Monterey California Family Law -- Imputed Income, When the Other Party is NOT Making What They Can

Monterey California Divorce Lawyer
Monterey California Child Custody Attorney
Monterey California Family Law Attorney
Monterey California Child Support Attorney

IMPUTING INCOME FOR SUPPORT

Often times as a family law attorney I am asked what happens if the other parent is working, but not working full time or to their potential?  In other words, what happens when someone is trying to artificially lower their income in order to pay lower child support?  The short answer is that the Court can impute income to that party, which means that although a party is not actually earning an income, the Court will use income figures as if the party were making the income the party has the ability to make.

How does this work?

Family Code §4053 sets forth principles to be followed by the Court in implementation of statewide uniform guidelines for child support.  Of importance in the instant matter are the following sections:
(a)    A parent’s first and principal obligation is to support his or her minor children according to the parent’s circumstances and station in life.
(b)   Both parents are mutually responsible for the support of their children.
(c)    The guideline takes into account each parent’s actual income and level of responsibility for the children.
(d)   Each parent should pay for the support of the children according to his or her ability. 

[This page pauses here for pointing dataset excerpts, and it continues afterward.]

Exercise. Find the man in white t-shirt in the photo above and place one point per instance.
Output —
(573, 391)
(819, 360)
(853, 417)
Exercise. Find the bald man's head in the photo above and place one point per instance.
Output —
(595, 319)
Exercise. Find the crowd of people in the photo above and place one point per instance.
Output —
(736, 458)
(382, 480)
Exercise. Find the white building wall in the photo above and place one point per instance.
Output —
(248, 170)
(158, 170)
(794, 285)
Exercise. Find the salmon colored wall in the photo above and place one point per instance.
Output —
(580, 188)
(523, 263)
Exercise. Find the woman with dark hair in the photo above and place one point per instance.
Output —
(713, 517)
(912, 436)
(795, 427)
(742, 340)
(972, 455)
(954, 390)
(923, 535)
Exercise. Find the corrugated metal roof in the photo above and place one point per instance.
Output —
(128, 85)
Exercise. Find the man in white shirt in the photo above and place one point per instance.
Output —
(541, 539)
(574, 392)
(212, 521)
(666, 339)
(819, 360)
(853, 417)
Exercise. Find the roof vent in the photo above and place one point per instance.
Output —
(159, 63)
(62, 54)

Family Code §4058 defines annual gross income of the parents.  Of importance in the instant matter is the following section:
            (b) The Court may, in its discretion, consider the earning capacity of a parent in lieu of                  the parent’s income, consistent with the best interests of the children. 

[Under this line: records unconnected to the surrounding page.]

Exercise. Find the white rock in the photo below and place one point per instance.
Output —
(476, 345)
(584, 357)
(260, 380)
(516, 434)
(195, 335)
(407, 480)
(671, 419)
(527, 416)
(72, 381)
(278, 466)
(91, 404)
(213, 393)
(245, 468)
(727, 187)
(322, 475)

In order to impute income to a non-working or under-working parent for purposes of calculating support, a three-prong test exists before a capacity to earn standard may be applied.  Earning capacity is composed of (1) the ability to work, including such factors as age, occupation, skills, education, health, background, work experience and qualifications; (2) the willingness to work exemplified through good efforts, due diligence and meaningful attempts to secure employment; and (3) an opportunity to work which means an employer who is willing to hire. [See: In Re Marriage of Regnery (1989); 214 Cal. App. 3d 1367; and In Re Marriage of Ilas (1993); 12 Cal. App. 4th 1630].  However, MANY Courts discarded the second prong, and made an assumption or obligation of a party’s willingness to work.  Thus, it is in reality a two-prong test. 
It must be noted that in applying the capacity to earn standard, the Courts are permitted to do so when dealing with child support when it is consistent with the child or children’s best interests.  [In Re Marriage of Ilas (1993); 12 Cal. App 4th 1639, 1636]  This discretion is granted by looking at Family Code §4058(b) which allows the Court to substitute earning capacity for actual income in applying the guideline formula.  Although, Family Code §4053 states that the Courts shall adhere to the principle that guidelines take into account each parent’s “actual” income, that section does not prescribe hard and fast rules it only denominates a set of principles.  Further, Family Code §4053(d) states that each parent should pay for the support of the children “according to his or her ability.”  Read together, these two statutes ensure that, while actual income must be considered, so must the parent’s ability to earn.  Family Code §4058, actuates both of these principles by allowing the Court to substitute earning capacity for actual earnings consistent with the best interest of the child.  [See In Re Marriage of LaBass (1997); 56 Cal. App 4th 1331, 1337]

The Courts have also reasoned that a parent does NOT have the right to divest himself or herself of his or her earning ability at the expense of minor children.  When a parent decides not to seek employment to the best of his or her ability, the Court must retain discretion to impute income otherwise one parent by a unilateral decision could eliminate his or her own responsibility to contribute to the support of the child, causing the entire burden of supporting the child to fall upon the employed parent.  [Citing: In Re Marriage of Padilla (1995), 38 Cal. App. 4th 1212]

Additionally, the Court in LaBass noted that while most cases deal with imputation of income to the supporting spouse, there is NO support in case law or code which support a claim that the case law dealing with imputation of income to a supporting spouse does not apply to the “care giver” whose refusal to realize her earning potential is motivated by “her perception of ‘the best interests of the children.’”  [Emphasis NOT added] [LaBass, at 1340] Rather, Family Code §4053(b) states unequivocally that both parents are equally responsible for the support of their children.  Accordingly, Family Code §4058(b) makes no distinction between custodial and non-custodial parents. [Id.]